Study of crystal deformation and inter-granular stress in cold rolled pressure tube material using neutron diffraction

The scope of this work is to study the effect produced by plastic deformation in the cold rolling process of Zr-2.5 %Nb pressure tube material, one crucial structural component containing the fuel channel of PHWR CANDU¹ nuclear power reactors. The deformation process generates changes in the microstructure and inter-granular stresses that might be orientation dependent, representing a subject of technological importance. Experiments of neutron diffraction (ND) were performed at the VULCAN time-of-flight diffractometer, where six samples of pressure tube material were measured (as_received and deformed condition having 5 %, 10 %, 15 %, 20 %, 30 % of accumulated plastic deformation). This paper presents the study of the microstructure, the texture, the lattice strain and the inter-granular stresses, showing the changes in the material through the deformation process. SEM Micrographs were obtained, and Vickers micro-hardness was measured.

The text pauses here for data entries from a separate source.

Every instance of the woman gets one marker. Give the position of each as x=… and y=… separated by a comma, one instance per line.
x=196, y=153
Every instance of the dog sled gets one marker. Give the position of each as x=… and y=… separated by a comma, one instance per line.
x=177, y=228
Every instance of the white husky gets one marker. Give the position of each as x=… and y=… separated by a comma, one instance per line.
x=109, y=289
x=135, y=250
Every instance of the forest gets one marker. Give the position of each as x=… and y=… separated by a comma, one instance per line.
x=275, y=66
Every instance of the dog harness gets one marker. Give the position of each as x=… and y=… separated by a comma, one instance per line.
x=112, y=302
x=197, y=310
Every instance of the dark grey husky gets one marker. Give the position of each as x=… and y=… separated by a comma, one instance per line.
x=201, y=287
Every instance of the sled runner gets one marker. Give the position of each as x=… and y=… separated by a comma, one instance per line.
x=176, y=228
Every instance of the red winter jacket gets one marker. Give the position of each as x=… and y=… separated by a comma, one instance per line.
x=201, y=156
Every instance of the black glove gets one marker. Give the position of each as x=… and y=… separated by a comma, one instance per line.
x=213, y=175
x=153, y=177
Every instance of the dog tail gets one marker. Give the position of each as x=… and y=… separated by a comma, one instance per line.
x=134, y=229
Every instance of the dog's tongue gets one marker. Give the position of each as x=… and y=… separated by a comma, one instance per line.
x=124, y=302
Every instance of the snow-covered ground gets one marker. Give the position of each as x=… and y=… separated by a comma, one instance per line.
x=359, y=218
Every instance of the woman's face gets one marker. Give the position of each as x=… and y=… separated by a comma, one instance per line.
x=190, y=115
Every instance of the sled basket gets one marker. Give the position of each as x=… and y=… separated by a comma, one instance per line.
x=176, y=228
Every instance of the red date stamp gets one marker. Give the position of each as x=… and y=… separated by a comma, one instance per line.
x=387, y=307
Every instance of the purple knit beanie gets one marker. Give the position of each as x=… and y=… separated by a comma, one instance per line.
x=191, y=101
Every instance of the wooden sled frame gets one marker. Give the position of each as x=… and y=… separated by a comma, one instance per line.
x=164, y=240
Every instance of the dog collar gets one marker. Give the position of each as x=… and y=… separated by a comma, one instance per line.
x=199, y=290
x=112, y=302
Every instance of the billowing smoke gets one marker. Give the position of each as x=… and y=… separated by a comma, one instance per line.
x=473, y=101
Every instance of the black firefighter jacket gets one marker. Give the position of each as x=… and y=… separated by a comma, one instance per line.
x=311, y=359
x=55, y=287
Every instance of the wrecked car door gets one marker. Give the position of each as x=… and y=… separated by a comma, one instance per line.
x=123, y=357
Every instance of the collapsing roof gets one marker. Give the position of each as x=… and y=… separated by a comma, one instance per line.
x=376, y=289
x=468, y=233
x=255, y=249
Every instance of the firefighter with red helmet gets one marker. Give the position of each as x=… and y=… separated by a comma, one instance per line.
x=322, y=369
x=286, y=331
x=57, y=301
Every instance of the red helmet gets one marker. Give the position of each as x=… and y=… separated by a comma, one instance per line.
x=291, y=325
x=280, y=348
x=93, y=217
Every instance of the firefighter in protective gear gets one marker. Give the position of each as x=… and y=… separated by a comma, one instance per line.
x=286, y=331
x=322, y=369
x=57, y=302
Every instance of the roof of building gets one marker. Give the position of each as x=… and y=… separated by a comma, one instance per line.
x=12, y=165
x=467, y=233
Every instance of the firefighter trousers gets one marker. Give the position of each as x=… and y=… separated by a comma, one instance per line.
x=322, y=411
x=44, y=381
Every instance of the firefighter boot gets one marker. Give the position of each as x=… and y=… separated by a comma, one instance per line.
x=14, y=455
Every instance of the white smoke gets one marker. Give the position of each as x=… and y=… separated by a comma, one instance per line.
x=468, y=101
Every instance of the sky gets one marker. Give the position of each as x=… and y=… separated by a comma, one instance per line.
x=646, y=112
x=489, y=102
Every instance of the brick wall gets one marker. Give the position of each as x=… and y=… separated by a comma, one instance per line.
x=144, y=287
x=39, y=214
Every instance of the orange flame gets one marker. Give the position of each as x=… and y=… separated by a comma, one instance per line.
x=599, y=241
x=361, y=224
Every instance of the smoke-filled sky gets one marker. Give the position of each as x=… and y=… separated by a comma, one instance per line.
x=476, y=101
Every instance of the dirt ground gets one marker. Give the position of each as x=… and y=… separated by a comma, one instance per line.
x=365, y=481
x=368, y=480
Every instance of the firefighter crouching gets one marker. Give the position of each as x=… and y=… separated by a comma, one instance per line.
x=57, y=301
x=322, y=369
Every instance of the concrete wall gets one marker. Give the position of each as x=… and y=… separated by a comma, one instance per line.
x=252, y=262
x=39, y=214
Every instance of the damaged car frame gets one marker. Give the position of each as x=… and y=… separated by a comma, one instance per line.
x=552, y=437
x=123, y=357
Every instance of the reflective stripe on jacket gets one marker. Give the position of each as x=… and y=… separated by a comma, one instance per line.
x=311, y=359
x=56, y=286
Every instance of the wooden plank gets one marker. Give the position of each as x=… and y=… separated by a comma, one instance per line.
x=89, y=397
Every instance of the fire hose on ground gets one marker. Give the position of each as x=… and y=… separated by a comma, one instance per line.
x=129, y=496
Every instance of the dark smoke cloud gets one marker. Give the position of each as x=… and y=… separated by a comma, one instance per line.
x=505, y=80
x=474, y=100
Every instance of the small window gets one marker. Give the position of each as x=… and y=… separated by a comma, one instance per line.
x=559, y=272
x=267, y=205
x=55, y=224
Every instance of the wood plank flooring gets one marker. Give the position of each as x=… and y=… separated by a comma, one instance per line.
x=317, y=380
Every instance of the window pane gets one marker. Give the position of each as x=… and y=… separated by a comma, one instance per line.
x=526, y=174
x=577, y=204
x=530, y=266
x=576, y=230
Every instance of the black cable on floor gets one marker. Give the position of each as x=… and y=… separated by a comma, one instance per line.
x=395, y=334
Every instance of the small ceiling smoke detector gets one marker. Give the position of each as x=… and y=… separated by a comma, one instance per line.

The texture, lattice strain and inter-granular stresses, were characterized using ND. From the construction of conventional experimental pole figures, the calculation of the Orientation Distribution Function (ODF) allowed the characterization of texture evolution. The changes in crystal orientation are subtle, being the main result an increase in the frequency of crystals aligning their c-axis along the hoop direction of the tube. The inter-granular stresses were characterized introducing a model based on the construction of the Stress Orientation Distribution Function (SODF), obtained through the experimental strain pole figures. The inter-granular stresses, represented by six tensor components with orientation dependence, constitute a novel contribution in the study of materials with hexagonal structure. As a general conclusion, meanwhile the changes in texture and intra-granular strain are gradual with the increase of plastic deformation, the change in lattice strain produced by inter-granular stresses from extruded material to the first step of deformed material is quite abrupt, being enough to generate the inter-granular stresses mean field in the pressure tube material.